I’m a little late responding to Meghan Daum’s March 3rd op-ed in the Los Angeles Times in which she expresses her total confusion that people are actually critical of the first lady and her anti-fat crusade. Quell horror. One can almost see the tears running down Daum’s sweet-natured face as she writes, incredulous, that people “believe Michelle Obama wants to come into our homes and replace our Doritos with seaweed.”
First of all, Ms. Daum, let me explain. I’m a vocal critic of the first lady and her annoying Let’s Move! campaign, but Doritos haven’t entered my home (or body) since I was in junior high school.
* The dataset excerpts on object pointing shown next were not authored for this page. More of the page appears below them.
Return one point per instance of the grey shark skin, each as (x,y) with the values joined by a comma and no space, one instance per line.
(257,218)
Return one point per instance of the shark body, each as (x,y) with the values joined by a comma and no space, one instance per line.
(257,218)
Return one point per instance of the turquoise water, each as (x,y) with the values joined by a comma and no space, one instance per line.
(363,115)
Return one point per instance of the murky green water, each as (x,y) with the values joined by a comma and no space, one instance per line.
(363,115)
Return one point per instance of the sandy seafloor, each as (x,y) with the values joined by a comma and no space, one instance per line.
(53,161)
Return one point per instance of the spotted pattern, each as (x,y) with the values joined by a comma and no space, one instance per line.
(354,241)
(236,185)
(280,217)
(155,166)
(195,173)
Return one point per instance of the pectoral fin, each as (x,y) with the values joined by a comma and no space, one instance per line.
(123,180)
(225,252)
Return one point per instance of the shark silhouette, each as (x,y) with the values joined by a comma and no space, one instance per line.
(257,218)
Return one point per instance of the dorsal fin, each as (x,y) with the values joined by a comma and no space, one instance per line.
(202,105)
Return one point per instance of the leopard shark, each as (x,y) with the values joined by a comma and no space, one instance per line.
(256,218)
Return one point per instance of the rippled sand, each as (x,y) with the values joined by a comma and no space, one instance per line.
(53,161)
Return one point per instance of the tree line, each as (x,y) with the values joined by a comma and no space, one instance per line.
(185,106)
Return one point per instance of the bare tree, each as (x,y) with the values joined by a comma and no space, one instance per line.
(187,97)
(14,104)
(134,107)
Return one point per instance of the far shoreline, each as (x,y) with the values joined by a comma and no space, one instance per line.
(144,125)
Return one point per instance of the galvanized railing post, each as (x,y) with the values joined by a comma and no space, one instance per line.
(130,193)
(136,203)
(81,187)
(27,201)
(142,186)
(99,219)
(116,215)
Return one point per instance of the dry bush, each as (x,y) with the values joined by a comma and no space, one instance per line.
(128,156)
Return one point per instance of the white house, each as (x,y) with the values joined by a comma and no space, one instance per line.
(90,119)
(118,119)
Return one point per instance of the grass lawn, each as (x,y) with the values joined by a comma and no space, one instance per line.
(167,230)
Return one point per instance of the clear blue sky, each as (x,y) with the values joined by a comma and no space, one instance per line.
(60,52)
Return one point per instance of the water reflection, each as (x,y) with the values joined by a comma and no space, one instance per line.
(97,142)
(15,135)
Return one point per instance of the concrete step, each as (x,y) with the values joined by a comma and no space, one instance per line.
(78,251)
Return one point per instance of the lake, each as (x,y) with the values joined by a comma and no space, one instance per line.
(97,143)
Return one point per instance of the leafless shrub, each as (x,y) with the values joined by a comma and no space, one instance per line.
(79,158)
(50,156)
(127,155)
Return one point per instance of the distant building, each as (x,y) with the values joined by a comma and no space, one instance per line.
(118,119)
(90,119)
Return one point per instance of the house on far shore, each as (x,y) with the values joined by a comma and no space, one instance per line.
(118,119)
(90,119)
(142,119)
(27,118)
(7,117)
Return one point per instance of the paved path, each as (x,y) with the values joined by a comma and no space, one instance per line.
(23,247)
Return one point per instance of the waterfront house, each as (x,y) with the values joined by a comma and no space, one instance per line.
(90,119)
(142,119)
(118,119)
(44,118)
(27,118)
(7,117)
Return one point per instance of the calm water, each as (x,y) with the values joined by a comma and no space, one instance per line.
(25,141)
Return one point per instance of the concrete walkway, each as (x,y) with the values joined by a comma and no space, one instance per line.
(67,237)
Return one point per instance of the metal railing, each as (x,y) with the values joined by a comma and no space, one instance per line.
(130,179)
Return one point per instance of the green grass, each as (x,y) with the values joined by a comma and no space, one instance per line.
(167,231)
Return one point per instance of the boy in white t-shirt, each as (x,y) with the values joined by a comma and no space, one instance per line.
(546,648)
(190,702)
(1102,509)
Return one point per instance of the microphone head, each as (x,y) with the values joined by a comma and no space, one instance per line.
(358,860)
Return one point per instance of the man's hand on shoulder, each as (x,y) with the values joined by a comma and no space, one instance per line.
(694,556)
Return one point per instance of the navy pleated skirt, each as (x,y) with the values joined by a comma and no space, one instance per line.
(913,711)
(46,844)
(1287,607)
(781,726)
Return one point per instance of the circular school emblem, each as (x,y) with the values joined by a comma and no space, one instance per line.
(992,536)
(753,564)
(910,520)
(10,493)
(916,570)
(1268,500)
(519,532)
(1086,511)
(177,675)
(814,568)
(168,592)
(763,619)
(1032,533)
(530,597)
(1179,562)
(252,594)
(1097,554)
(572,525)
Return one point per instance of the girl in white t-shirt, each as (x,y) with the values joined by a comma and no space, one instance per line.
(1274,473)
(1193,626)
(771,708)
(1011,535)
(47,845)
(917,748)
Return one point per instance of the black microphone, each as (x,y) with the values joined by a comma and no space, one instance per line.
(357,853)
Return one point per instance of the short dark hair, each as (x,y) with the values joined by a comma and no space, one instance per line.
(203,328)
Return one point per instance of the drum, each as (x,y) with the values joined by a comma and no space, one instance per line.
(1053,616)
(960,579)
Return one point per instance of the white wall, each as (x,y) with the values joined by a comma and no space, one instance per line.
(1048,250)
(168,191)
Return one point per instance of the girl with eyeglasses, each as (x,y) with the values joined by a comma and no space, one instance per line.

On the other hand, my children and I just finished a tasty treat of nori squares…wait, let me correct that, organic nori squares.
Now am I qualified to criticize the first lady?
Certain members of the GOP – and, from the looks of it, the entire “tea party” – have decided that the first lady’s Let’s Move campaign, which seeks to fight obesity by improving school lunch programs, increasing focus on physical education and giving poor people better access to healthful foods, is an example of government intrusion and even a socialist plot.
It’s funny to see Daum mention the Tea Party. I’m unaware of a coordinated Tea Party effort to do away with the Let’s Move! campaign but that doesn’t seem to stop Daum from implying criticism of the first lady is somehow Tea Party-lead. I’m sure it’s been mentioned by members of the Tea Party movement (Michelle Bachman, a critic of the first lady, heads the Tea Party Caucus in the House) but it’s hardly the focus of the tea party. Perhaps it’s just that Daum doesn’t quite understand what the tea party is all about (What? An LA Times reporter misunderstand the Tea Party? Crazy, huh!).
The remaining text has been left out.